Abstract
Background
Malnutrition is a less commonly recognized risk factor for various infections. It encompasses both undernutrition or protein-energy malnutrition (PEM) and overnutrition, including obesity. This study aimed to evaluate whether PEM impacts bacterial pneumonia (BP) and, if so, to quantify the degree of impact on inpatient outcomes.
Methods
This was a retrospective cohort study involving adult hospitalizations for BP using the nationwide inpatient database. Outcomes included comparing inpatient mortality, total hospital charges, length of hospital stay, as well as complications from bacterial pneumonia.
Results
The in-hospital mortality for adults with BP was 2.62%. Patients with PEM had a higher adjusted odds ratio (aOR) of inpatient mortality (adjusted odds ratio (aOR): 2.31, 95% confidence interval (CI): 2.14 - 2.48, p<0.001) as compared to non-PEM patients.
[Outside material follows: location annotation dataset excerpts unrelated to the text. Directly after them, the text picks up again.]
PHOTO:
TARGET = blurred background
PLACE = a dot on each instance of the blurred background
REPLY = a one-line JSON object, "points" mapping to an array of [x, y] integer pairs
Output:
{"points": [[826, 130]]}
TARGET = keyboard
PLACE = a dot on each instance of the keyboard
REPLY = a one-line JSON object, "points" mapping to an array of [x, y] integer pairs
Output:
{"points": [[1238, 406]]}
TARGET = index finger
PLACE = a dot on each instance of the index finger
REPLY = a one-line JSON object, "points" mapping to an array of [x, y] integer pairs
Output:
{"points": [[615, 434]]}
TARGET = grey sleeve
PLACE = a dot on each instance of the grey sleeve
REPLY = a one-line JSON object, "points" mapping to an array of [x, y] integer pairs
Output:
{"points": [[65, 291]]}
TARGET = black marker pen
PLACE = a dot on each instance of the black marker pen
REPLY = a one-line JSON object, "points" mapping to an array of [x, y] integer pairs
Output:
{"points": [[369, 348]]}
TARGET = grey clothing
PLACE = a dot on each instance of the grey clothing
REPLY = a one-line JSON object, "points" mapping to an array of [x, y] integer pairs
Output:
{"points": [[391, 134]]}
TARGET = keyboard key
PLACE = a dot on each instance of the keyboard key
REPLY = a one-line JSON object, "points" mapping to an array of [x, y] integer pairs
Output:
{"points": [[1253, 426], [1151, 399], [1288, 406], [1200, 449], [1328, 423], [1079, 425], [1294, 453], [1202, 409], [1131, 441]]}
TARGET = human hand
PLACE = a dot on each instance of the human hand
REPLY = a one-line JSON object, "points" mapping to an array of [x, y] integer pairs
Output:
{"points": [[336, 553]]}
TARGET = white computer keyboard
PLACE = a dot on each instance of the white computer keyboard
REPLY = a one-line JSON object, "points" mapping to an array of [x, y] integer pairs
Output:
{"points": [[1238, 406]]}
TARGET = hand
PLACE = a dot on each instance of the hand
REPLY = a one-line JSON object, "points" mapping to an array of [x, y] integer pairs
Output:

PEM was also associated with higher odds of sepsis (aOR: 2.24, 95% CI: 2.04 - 2.46, p<0.001), septic shock (aOR: 3.29, 95% CI: 2.82 - 3.85, p<0.001), requiring mechanical ventilation (aOR: 2.51, 95% CI: 2.31 - 2.71, p<0.001), requiring vasopressors (aOR: 2.90, 95% CI: 2.20 - 3.83, p<0.001), acute respiratory distress syndrome (ARDS) (aOR: 1.63, 95% CI: 1.33 - 2.00, p<0.001), acute kidney failure (AKI) (aOR: 1.24, 95% CI: 1.18 - 1.29, p<0.001), deep vein thrombosis (DVT) (aOR: 1.80, 95% CI: 1.62 - 2.00, p<0.001), and pulmonary embolism (PE) (aOR: 1.25, 95% CI: 1.08 - 1.45, p=0.003).
Conclusion
The study concluded that PEM was an independent mortality predictor for those with BP, with an increased risk of systemic complications, as well as increased healthcare utilization costs.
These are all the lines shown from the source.